In Seven Pillars of Wisdom Lawrence wrote of Storrs as being the most brilliant Englishman in the Middle East and described his love of music, literature, sculpture, and painting, but also suggested his limitations:
His shadow would have covered our work and British policy in the East like a cloak, had he been able to deny himself the world, and to prepare his mind and body with the sternness of an athlete for a great fight.
Lawrence recorded that on board ship, en route for Jiddah, Storrs discoursed with Aziz al-Masri, an Arab leader, on Wagner and Debussy while sitting in a red leather armchair and that the great man's sweat turned the seat of his trousers a vivid scarlet. A portrait of Storrs by John Singer Sargent is reproduced in the publicly circulated 1935 edition of Seven Pillars of Wisdom. According to Harry Luke, his successor as oriental secretary in Egypt, Storrs had 'a surprisingly cosmopolitan outlook on life, to which were added a discriminating taste, a Voltairian cynicism, a lucidity of thought … and a wide but critical and discriminating appreciation of the good things of this life'.
In 1917 Storrs served as assistant political officer to the Anglo-French mission of the Egyptian expeditionary force and was also attached to the secretariat of the British war cabinet. At the end of 1917 he was appointed military governor of Jerusalem and served in that capacity until 1920 when he became civil governor of Jerusalem and Judea (1920–26). The Zionists did not like him and he was the focus of an anti-British propaganda campaign. Although the model of what Zionists hoped for from a British administrator, a man who shared their cultured interests in fields of literature, music, and languages—something regarded as unusual in British leaders at that time—Storrs was also vain and arrogant. But, above all, he believed in fairness, and in that he was the model British civil servant.

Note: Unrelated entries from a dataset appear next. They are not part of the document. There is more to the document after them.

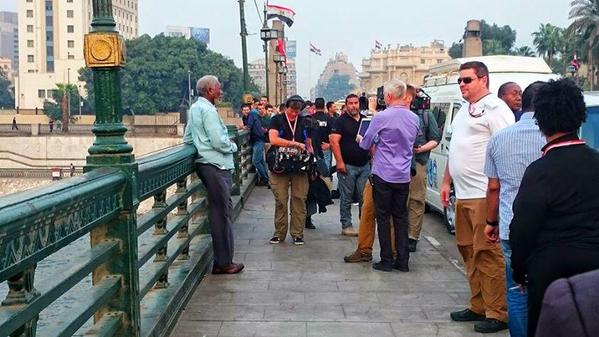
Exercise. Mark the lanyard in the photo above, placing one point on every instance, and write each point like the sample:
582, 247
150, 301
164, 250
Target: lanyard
564, 144
292, 127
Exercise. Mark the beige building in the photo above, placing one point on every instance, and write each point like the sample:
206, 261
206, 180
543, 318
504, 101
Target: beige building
408, 63
339, 65
258, 75
6, 66
51, 44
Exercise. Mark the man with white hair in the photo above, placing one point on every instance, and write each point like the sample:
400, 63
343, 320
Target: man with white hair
392, 133
208, 133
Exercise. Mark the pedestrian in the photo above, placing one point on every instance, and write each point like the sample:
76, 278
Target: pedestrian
474, 124
427, 139
509, 153
511, 94
353, 163
257, 135
208, 133
289, 137
393, 132
245, 114
555, 229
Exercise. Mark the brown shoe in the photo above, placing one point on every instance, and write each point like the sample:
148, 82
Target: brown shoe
358, 256
233, 268
349, 231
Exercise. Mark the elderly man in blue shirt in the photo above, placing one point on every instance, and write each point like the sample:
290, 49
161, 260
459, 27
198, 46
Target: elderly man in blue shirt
509, 153
208, 133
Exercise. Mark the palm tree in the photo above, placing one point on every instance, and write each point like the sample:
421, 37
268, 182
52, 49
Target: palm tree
548, 40
585, 14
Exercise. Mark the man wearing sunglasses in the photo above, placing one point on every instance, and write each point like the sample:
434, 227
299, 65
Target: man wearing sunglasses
474, 124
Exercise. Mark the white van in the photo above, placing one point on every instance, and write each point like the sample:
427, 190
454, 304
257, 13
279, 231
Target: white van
446, 100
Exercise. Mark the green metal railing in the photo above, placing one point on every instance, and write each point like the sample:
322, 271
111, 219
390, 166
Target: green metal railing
143, 270
169, 262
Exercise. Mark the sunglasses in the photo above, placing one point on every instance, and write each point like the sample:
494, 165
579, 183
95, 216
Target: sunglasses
466, 80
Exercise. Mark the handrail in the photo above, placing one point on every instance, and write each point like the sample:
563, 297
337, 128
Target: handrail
35, 224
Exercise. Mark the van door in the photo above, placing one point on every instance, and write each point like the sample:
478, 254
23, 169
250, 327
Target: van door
444, 113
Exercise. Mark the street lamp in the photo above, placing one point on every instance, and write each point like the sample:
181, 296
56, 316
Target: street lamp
267, 34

This attitude is evidenced as late as 1940 when he wrote in his updated account of Zionism, Lawrence of Arabia: Zionism and Palestine, of the need to see that 'both halves of the mandate are faithfully and practicably maintained' . When the war cabinet's Middle East committee sent a Zionist commission, led by Chaim Weizmann, to Palestine in January 1918 to see to the implementation of the Balfour declaration, Storrs, speaking 'as a convinced Zionist', thought the commission 'lacked a sense of the dramatic activity': the Balfour declaration hardly opened for the inhabitants of Palestine 'the beatific vision of a new Heaven and a new Earth'. Members of the Zionist commission successfully opposed the appointment of Storrs as chief administrator.
As civil governor Storrs left much of the administration to subordinates and instead concentrated on a cultural and aesthetic transformation of the city, founding Pro-Jerusalem, a society for the protection and preservation of antiquities, and brought in Charles Ashbee, the architect, as town planner. The informed in the city were, however, conscious that Storrs pretended to be a better linguist than he was, and thought that he could not be wholly trusted and was open to trickery—which he used, for example, to secure the removal of an ugly partition in the church of the Nativity at Bethlehem. Storrs gave a much more favourable account of the latter action in his best-selling memoirs, Orientations (1937). This work provided a wonderfully vivid personal account of a critical juncture in the history of the Middle East.